STEREOGUM: I get annoyed with myself that I still feel self-conscious. When I go back to Oklahoma I revert back my 14-year-old mentality, which sucks. You find yourself in a grocery store and suddenly wonder if the cashier is looking at you funny and mentally calling you a faggot.

HADREAS: I think it’s impossible not to, and that’s what’s so inspiring when you see people letting that go, especially when they’re gay and you know they have same amount of weird self-awareness from when they were little as you probably did, from recognizing they were different really early on. It can make you crazy, that awareness. It makes you very aware of how you’re sitting, how you’re carrying yourself, really early. For me, I become more and more obsessed with it, to the point where it was almost like an Inception-level of awkward, constantly thinking of how I come across. To see people who have probably dealt with that saying, “Fuck it” … it’s good. That’s what I want for myself. And I do it way more now than I used to.
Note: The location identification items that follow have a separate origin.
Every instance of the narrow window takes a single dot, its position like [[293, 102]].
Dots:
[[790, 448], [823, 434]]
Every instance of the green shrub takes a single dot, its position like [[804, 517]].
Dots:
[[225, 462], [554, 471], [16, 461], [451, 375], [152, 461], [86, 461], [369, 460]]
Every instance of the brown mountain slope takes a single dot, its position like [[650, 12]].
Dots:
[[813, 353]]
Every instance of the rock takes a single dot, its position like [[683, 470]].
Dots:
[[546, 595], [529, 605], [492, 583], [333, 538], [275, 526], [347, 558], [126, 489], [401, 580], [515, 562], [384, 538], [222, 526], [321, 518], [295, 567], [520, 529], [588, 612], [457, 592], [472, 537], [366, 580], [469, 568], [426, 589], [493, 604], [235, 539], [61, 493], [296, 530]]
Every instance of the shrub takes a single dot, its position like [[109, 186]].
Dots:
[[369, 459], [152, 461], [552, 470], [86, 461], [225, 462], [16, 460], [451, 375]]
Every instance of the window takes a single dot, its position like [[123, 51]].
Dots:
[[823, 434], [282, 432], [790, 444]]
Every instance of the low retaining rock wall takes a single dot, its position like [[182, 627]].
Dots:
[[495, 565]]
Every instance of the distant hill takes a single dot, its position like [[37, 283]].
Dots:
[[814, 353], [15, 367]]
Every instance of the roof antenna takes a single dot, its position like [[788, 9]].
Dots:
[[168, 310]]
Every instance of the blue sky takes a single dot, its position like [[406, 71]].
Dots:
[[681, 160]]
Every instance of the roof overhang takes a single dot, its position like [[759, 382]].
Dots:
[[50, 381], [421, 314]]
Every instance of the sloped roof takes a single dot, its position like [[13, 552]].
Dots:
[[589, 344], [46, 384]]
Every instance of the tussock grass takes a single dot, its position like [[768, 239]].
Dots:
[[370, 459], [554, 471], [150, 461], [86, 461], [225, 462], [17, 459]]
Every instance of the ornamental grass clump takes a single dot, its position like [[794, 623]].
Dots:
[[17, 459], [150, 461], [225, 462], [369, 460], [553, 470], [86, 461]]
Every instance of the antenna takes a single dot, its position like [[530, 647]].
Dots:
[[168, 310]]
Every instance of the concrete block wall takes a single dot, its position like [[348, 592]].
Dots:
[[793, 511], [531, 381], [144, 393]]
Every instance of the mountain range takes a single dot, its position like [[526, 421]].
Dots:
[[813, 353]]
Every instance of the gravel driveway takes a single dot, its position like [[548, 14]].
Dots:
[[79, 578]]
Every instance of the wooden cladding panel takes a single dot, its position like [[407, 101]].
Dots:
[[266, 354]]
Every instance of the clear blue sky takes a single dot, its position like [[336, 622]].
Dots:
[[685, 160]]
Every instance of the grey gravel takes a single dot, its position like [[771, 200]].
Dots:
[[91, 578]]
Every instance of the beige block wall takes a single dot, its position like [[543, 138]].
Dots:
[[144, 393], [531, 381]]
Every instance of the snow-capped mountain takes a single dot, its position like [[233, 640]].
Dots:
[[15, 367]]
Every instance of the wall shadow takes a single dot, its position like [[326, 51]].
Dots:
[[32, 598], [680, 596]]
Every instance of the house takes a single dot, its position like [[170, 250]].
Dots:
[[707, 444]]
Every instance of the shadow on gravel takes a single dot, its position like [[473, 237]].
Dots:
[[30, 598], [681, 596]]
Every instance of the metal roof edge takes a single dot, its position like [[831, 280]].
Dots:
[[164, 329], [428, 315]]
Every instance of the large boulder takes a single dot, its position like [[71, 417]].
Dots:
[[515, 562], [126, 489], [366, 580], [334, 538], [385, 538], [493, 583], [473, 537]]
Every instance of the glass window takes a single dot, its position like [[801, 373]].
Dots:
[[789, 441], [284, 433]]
STEREOGUM: Well this record is a big step toward that. Your live performances are very powerful already, but thinking about playing this new material live, does it feel different? Do you feel more at ease now than you used to? More powerful?

HADREAS: Yeah, even though I’m clearly an anxious person, I’m sick of it. I’m sick of constantly seeking out reassurance and acceptance whether it’s given to me or not. I’m sick of looking for it everywhere. I just want to take it and give it to myself. And I think a lot of this album is me trying to do that, trying to figure out my place that I can make for myself.

STEREOGUM: If only we could all do that for ourselves.

HADREAS: I guess it’s weird to talk about it though because I’m not fully matched up with it yet. I want to be that powerful figure. I feel like in performances and in interviews I need to be right there, with a puffed-out chest talking confidently about everything I’m doing now … but that’s really not how I am, so it’s still sort of strange. Even playing these new songs on stage is still a little weird. I didn’t go out thinking I was going to do this, thinking I was going to have all these moves. I didn’t make this record thinking that I can’t wait to go out and do these moves on stage. My boyfriend was like, “You should perform in front of a camera and then watch it back.” And it’s kind of a good idea but I just can’t bring myself to do it, so I’m just doing instinctual things, doing what I used to do, over-emoting. Now I’m just doing it standing up, just me. I probably look not as crazy as I think I do, but I definitely feel kinda insane and not like I’m doing very flattering moves. I’m not a dancer. I mean, my stage moves … they’re not moves really, like with the beat. I’m just kinda winging it out there. I just did a music video in London and I did a dance where I kinda drop it and pick it up really suggestively. I thought I did a good job of that. We’ll see though. Like I said, I’m still kinda figuring all of this stuff out.


Perfume Genius’ Too Bright is out 9/23 via Matador.